Saturday, October 31, 2009

The Rock in Your Trick or Treat Bag

Democrats Push for Plan to Cut Deficit

The administration has not signaled what specific proposals it might make, but Mr. Orszag’s challenges are formidable: the chief sources of significant deficit reductions — savings in government health programs and tax increases on the rich — will have been tapped to offset the cost of a health care bill if it is enacted.

Health care taxes won't just hit "the rich," as we well know. Everyone will pay them. And savings in government health programs is a pipe dream. Basically, we have an administration that has gone on a spending spree over the last 10 months and wants to jam an overpriced, underproducing health care "reform" package down the collective American gullet, then argue how we need to increase taxes and suck it up to pay for the "inherited" financial crisis. Most reasonable people aren't going to buy this argument anymore, as Obama's slipping approval rating indicates.

The place to save will be cutting services, something Democrats are loathe to do, since their entire base is made up of leeches desperate to suck the blood out of everyone else.

The laugher in this silly article comes here:
Mr. Conrad favors something like the successful commission to close military bases, another decision that lawmakers found difficult to make because of parochial and political considerations.

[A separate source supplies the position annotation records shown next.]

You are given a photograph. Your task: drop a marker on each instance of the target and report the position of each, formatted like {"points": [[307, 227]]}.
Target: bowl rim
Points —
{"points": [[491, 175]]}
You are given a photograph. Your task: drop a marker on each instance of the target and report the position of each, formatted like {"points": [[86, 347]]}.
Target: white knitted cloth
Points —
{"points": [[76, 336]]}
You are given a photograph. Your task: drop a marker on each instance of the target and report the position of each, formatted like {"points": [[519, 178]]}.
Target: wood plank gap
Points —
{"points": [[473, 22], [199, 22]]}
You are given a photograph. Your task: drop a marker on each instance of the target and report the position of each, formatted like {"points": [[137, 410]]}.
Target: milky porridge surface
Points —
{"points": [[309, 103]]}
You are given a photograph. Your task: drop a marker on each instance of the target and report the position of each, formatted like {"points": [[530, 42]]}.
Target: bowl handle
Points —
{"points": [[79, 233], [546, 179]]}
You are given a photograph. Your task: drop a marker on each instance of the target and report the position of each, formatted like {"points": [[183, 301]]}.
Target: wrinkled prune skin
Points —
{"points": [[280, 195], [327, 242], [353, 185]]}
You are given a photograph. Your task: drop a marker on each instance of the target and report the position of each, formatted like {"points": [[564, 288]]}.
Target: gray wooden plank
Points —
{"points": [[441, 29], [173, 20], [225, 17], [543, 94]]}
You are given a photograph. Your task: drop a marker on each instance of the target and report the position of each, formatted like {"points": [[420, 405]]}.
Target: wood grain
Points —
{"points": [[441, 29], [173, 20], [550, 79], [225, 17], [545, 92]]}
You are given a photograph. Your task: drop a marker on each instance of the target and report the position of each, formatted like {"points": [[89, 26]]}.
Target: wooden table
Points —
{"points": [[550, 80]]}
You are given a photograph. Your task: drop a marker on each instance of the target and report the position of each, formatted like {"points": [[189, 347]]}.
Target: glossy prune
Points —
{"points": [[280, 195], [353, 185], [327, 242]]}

What successful commission to close military bases? The one that has politicized base closings, punishing bases located in the opposition's territory? As someone who lived through the closing of Carswell A.F.B. (which was reopened as a Joint Naval Reserve Base), I can tell you that the effects on the local economy can be devastating. And back in 1995, President Bill Clinton bragged about taking a base off the closing list more than a month before the list was supposed to be released. There are clearly political considerations in base closings and I don't think that it is the process to look at deficit reduction.